背景：原发性胆道胆管炎（PBC）是一种慢性自身免疫性肝病，通常与各种其他自身免疫性疾病相关。我们进行了一项全现象关联研究孟德尔随机化（MR-PheWAS），以确定PBC与其他疾病，特别是自身免疫性疾病之间的遗传关联。方法：通过对先前GWAS鉴定的35个PBC风险位点及其在UK Biobank数据库中匹配的对照SNP集进行富集分析，我们进行了PheWAS研究PBC与相关性状之间的因果关系。通过MR-PheWAS和双向双样本孟德尔随机化分析来确定PBC与甲状腺功能减退之间的因果关系。对甲状腺功能减退症的常见遗传变异进行了共定位分析。结果：PBC的遗传易感性与25种特征（甲状腺功能减退、哮喘、过敏性鼻炎、牛皮癣、溃疡性结肠炎和多发性硬化症）的高风险相关。经错误发现率（FDR）校正后，有9个性状有显著性差异。MR-PheWAS分析证实PBC与甲状腺功能减退之间存在因果关系，并进行双向双样本孟德尔随机化分析验证。PBC与甲状腺功能减退的OR为113.61(p=9.30E - 05)， PBC与甲状腺功能减退也有因果关系(OR: 1.005；p=4.33E - 09)。在鉴定的基因中，CCDC88B和MMEL1与甲状腺功能减退的风险呈正相关(CCDC88B: OR = 1.004, p=4.69E - 07；MMEL1: OR = 1.004, p=6.65E - 06)和FinnGen队列(CCDC88B: OR = 1.044；Mmel1: or = 1.038)。这两个基因可能是甲状腺功能减退症的药物靶点(CCDC88B: colc .abf- pph4 = 94.7%；MMEL1: colc .abf- pph4 = 91.8%)。结论：我们的研究通过全现象孟德尔随机化揭示了PBC与甲状腺功能减退之间的遗传关联，然后，共定位确定了两个甲状腺功能减退的潜在药物靶点。

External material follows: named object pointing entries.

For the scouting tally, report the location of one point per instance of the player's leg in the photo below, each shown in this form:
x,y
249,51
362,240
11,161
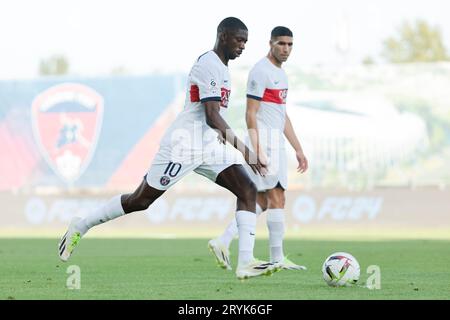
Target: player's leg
x,y
235,179
115,207
220,246
275,222
231,230
161,176
276,225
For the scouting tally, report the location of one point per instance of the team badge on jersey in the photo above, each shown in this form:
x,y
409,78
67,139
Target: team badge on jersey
x,y
66,120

本文章由计算机程序翻译，如有差异，请以英文原文为准。

求助全文

约1分钟内获得全文求助全文

来源期刊

Canadian Journal of Gastroenterology and Hepatology GASTROENTEROLOGY & HEPATOLOGY-

CiteScore

4.80

自引率

0.00%

发文量

审稿时长

37 weeks

期刊介绍： Canadian Journal of Gastroenterology and Hepatology is a peer-reviewed, open access journal that publishes original research articles, review articles, and clinical studies in all areas of gastroenterology and liver disease - medicine and surgery. The Canadian Journal of Gastroenterology and Hepatology is sponsored by the Canadian Association of Gastroenterology and the Canadian Association for the Study of the Liver.